Title
Next-Generation Adaptive Optimization Algorithms for Large-Scale Machine Learning Models
Abstract
Stochastic gradient descent (SGD) is the workhorse for training modern large-scale supervised machine learning models. In this talk, we will discuss recent developments in the convergence analysis of SGD and propose efficient and practical adaptive variants for faster convergence.

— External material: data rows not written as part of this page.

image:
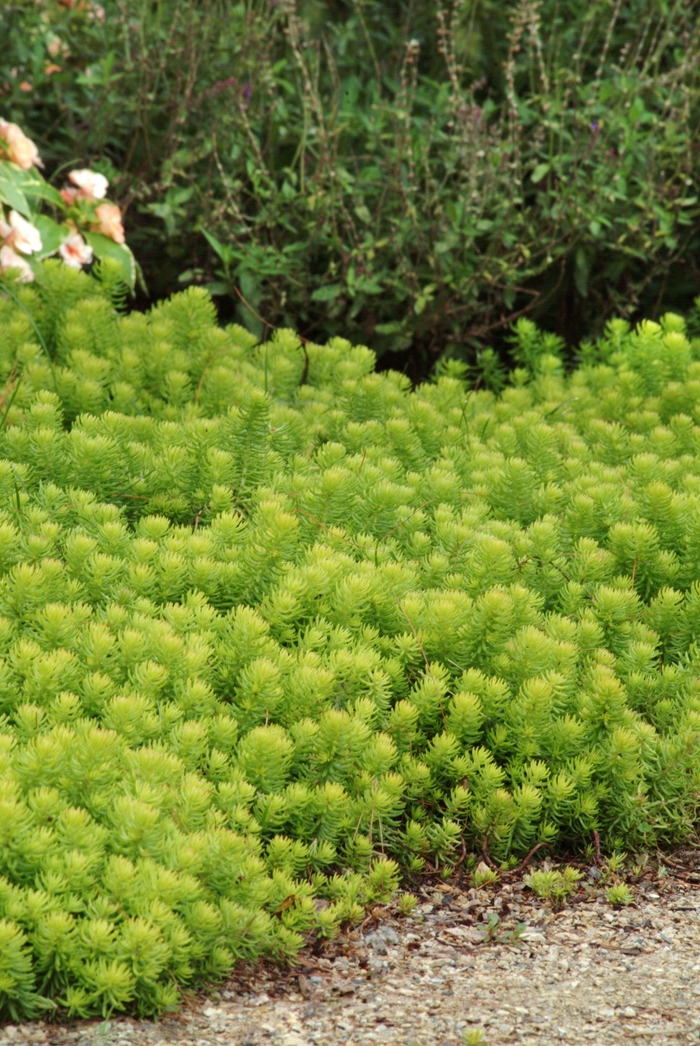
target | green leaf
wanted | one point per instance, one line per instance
(328, 293)
(106, 248)
(34, 185)
(540, 171)
(10, 190)
(222, 250)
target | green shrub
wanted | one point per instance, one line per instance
(408, 175)
(275, 629)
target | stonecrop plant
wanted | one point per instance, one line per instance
(276, 630)
(90, 228)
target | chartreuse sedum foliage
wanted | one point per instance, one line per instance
(274, 627)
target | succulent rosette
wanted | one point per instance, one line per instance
(82, 223)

We will start by presenting a novel adaptive (no tuning needed) learning rate for SGD. We will introduce a stochastic variant of the classical Polyak step-size (Polyak, 1987) commonly used in the subgradient method and explain why the proposed stochastic Polyak step-size (SPS) is an attractive choice for setting the learning rate for SGD. We will provide theoretical convergence guarantees for the new method in different settings, including strongly convex, convex, and non-convex functions, and demonstrate the strong performance of SGD with SPS compared to state-of-the-art optimization methods when training over-parameterized models. Having presented the SGD with SPS and its practical benefits, we will then focus on two of its main drawbacks: (i) it requires a priori knowledge of the optimal mini-batch losses, which might not always be available (e.g., regularized objectives), and (ii) it guarantees convergence only to a neighborhood of the solution. To resolve these issues, we propose DecSPS, a modification of SPS that guarantees convergence to the exact minimizer without prior knowledge of the problem parameters. For strongly convex optimization problems, DecSPS is the first stochastic adaptive optimization method that converges to the exact solution without restrictive assumptions like bounded iterates/gradients.
Finally, if time permits, we will explore the relationships between SPS variants and momentum. We will investigate the effectiveness of using momentum in a straightforward manner, the potential for an adaptive momentum parameter, and whether there are any theoretical or practical benefits to applying momentum alongside SPS.
Bio
Nicolas Loizou is an Assistant Professor in the Department of Applied Mathematics and Statistics and the Mathematical Institute for Data Science (MINDS) at Johns Hopkins University, where he leads the Optimization and Machine Learning Lab.
Prior to this, he was a Postdoctoral Research Fellow at Mila – Quebec Artificial Intelligence Institute and the Université de Montréal. He completed his Ph.D. studies in Optimization and Operational Research at the University of Edinburgh, School of Mathematics, in 2019. Before that, he received his undergraduate degree in Mathematics from the National and Kapodistrian University of Athens in 2014, and in 2015 obtained his M.Sc. degree in Computing from Imperial College London.
His research interests include large-scale optimization, machine learning, randomized numerical linear algebra, distributed and decentralized algorithms, game theory, and federated learning. His current research focuses on the theory and applications of convex and non-convex optimization in large-scale machine learning and data science problems. He has received several awards and fellowships, including OR Society’s 2019 Doctoral Award (runner-up) for the ”Most Distinguished Body of Research leading to the Award of a Doctorate in the field of Operational Research,” the IVADO Postdoctoral Fellowship, COAP 2020 Best Paper Award, and CISCO 2023 Research Award.